3. made native the default space in gsea. Not sure if this is better??
        I prefer gene_symbol since that's what we recommend.
4. default collection of gene sets available via ftp

Found/requested 3/17:

1. Add Command button to Leading Edge page.

Cant do this easilly because of the way the command thing is setup.
You said you could do this after all.

2. Leading edge from command line give me fatal errors:
         719  [FATAL] Could not make dir: C:\Documents and Settings\hkuehn\.xtools_home\databases    at
              edu.mit.broad.xbench.core.api.VdbManagerImpl._mkdir(VdbManagerImpl.java:89)
         719  [FATAL] Could not make dir: C:\Documents and Settings\hkuehn\.xtools_home\chip2chip    at  
                        edu.mit.broad.xbench.core.api.VdbManagerImpl._mkdir(VdbManagerImpl.java:89)
         799  [FATAL] Could not make dir: C:\Documents and Settings\hkuehn\.xtools_home\reports_cache_foo    at
                       edu.mit.broad.xbench.core.api.VdbManagerImpl._mkdir(VdbManagerImpl.java:89)

Must set -DGSEA=true flag
So,

java -Xmx ... -DGSEA=true xtools.....



3. MSigDB page, the Find sets that Overlap search gives page with no Export button; make that page more like the
      Find sets that contain this gene page.

Joshs reworked impl will replace this and the export option should be added to it

4. On Run GSEA, change parameter name from "Analyze in the feature space" to "Gene/probe identifier format"

Lets talk. Forgot to bring this up in our last chat.
What about using "Collapse dataset" as the name, where values are True (use 'chip' to collapse dataset to gene symbols) and False (blah blah).

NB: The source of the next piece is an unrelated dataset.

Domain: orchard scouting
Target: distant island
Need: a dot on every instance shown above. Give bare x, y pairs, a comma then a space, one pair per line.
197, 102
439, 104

5. Remove Downloads>Download Gene Sets (no longer needed now that we have MSigDB page).

Done

6. Change first two Help items to "GSEA web site" and "GSEA documentation". First points to home page of web site and
           second points to the doc page of the web site.

Done

Bugs found 3/15/2006 include:

1. Generate a report, go to "Other" section, look at parameters. Error, file cannot be found.

Fixed.

2. Started a pretty long analysis, killed it. It took a few minutes versus a few seconds. If that's expected, perhaps change message to say may take a few minutes.

Whats a long analysis? (for leading edge clustering more than a handful of sets, say 20, is likely pointless)

3. Leading edge report brings up the gct files in a text editor rather than Excel; can't really read them in a text editor.

Opening gct files now works like this: First check prefs to see if excel (or the other programs) exist at location indicated in the prefs. If so, use it. Otherwise issue a generic open file command in windows that will open up the file in whatever editor has been registered by windows for that file type. On the mac, the later mode is always done. On unix i dont know what will happen.